ないまぜ日記

映画、海外ドラマ、音楽、その他諸々、ないまぜ日記

エストニア、フィンランド旅行記 その3

2019年6月8日(土)
タリン 一日目 夜


微妙な坂道に建つホテルだった。ホテルの玄関というより集合住宅の入り口の様で、うちに帰ってくるような親しみを感じるホテルだった。ホテル建物の一番奥にあるシングルルームはダブルベッドに部屋が占領されるくらいの広さだった。それでもベッド以外にスーツケースを開く床の面積はあったので、特に不自由はなかった。窓はヨーロッパに良くある二重窓。木のサッシのガラス窓は断熱効果と遮音効果がある。この窓にはブラインドが付いていて、内側にカーテンも付いていた。それでも朝4時から部屋が明るい。遮光カーテンではないので光が入ってくるのだ。
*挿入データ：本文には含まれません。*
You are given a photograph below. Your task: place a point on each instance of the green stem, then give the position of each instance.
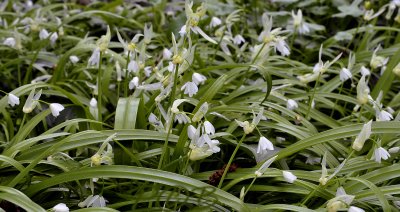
(312, 96)
(230, 160)
(99, 88)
f:id:bs313:20190628214826j:plain

私が泊まった部屋のすぐ横に小さなテラスがあって、中庭のレストランに降りていける様になっていた。この密集感。隣のうちの窓に手が届く感じ。何かを連想させると思っていたら古い古いフランス映画「巴里の屋根の下(1930年)」だった。

www.youtube.com


到着した夜は疲れていたものの、荷解きした服などをクローゼットに仕舞ったり、シャワーを浴びて下着を手洗いしていたらあっという間に12時を回っていた。遅くまでホテルのレストランが賑やかだったのも関係なく気絶するようにベッドに倒れこんで寝ていた。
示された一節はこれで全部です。